Where have I been?!?! Well, I had finals: that was miserable. Working full time and taking ten credits will not work; I got a 3.0 average. After that, Jessica wanted me to read Harry Potter and I agreed. I got the first book in Ancient Greek, but it’s proving very hard and will take me a long time, I’m sure. So I plunged ahead and got all seven books in English. I read and read and listened to audio books and read and read but now I’m done! They’re really great books and J.K. Rowling is merciless to the end, killing off major characters left and right. When something approaches this level of greatness, however, I think my wife and I both start switching to the Biblical measure of excellence, and then the work of art nose-dives in our estimation. Harry was great when he was a metaphor or an allegory, but as soon as he was totally real and facing real death, he attitudes were shown to be ungodly and his ultimate hope to be in himself.
There proves to be a through-line that is consistent between Harry Potter, The Matrix, Babylon 5 and even Star Wars (if you dig far enough). Aside from all the mono-myth items, the ultimate struggle and solution in all of these is the same.
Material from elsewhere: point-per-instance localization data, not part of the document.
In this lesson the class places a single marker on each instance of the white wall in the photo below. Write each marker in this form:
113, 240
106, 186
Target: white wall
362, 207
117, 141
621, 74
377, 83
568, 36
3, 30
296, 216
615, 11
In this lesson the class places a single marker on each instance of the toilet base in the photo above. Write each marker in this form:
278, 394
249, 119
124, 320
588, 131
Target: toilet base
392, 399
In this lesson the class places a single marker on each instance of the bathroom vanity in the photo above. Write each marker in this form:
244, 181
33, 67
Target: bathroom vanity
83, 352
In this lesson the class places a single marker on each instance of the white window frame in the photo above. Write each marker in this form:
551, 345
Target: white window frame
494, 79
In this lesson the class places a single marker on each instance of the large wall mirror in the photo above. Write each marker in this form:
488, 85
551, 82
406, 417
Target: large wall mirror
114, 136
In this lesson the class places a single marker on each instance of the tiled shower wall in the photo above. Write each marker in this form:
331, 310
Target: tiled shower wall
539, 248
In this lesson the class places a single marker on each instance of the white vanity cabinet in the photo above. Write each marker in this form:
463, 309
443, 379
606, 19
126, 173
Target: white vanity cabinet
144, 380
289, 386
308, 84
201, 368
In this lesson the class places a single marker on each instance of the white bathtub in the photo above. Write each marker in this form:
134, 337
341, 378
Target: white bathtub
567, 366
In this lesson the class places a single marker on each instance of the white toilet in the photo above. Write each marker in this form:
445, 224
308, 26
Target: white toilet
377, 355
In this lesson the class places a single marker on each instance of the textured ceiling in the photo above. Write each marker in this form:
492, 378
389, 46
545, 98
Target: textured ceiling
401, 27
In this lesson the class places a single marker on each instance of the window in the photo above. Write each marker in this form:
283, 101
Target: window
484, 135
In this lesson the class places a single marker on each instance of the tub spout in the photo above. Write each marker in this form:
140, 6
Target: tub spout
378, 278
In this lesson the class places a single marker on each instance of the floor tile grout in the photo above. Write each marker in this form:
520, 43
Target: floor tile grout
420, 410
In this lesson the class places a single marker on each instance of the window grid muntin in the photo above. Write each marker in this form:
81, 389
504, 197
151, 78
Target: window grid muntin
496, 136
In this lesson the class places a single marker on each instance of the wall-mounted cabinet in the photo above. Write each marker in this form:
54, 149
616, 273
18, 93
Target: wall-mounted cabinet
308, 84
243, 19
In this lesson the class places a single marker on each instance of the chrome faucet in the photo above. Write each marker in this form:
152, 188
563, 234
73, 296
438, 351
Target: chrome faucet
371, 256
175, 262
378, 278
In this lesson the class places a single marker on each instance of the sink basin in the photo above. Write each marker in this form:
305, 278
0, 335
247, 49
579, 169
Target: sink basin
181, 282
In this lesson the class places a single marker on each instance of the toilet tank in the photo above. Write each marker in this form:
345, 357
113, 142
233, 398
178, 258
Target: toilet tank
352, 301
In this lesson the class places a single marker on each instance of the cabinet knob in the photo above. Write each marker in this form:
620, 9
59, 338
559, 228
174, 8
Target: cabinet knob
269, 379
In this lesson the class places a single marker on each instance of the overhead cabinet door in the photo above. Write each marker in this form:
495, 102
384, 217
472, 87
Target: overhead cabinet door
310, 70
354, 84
Our hero (or party of heroes) is faced with two kinds of opponents. There are those who are for chaos, power, i.e. physis. Typically, the protagonist is against this force (not so in The Matrix). Then there are the forces of law and order, nomos. In the end, we are left to conclude that the overwhelming necessity is for a third option, typically self-determination or choice. Of all the aforementioned series, Babylon 5 puts it most succinctly, “We can find our own way between order and chaos . . . Now get the hell out of our galaxy!”
The trouble is, from one sense they’re right in that we must pick a third option, but in a larger sense they’re all wrong, because our choice must be for something categorically different from mere nomos vs physis. To come into theological terms, the possibilities are not limited to antinomianism and legalism. The truth is not some bastard child of these polar opposites, it is the most intellectually rigorous acceptance of both dialectal nodes to the fullest extent. The Law cannot save us, but God did give us the Law and call it good. On a higher plane than the simplistic debate, we say we are not saved by the Law, but once saved we love it and strive to obey it out of love for Him who saved us in order that we might be free.
I had this same debate with my mother, and she came at it from another angle: civics. Do we say that the law is ultimate or people? In simple societies, there is the Rule of the One or Few, monarchy or oligarchy. The greater civilizations have the Rule of Law, but corrupted by political maneuverings. A great society would have great laws that need no exceptions or judges. The inconceivability of such a land pushes us to the superlative Kingdom, where the Perfect Man rules and all laws are but expressions of His Will.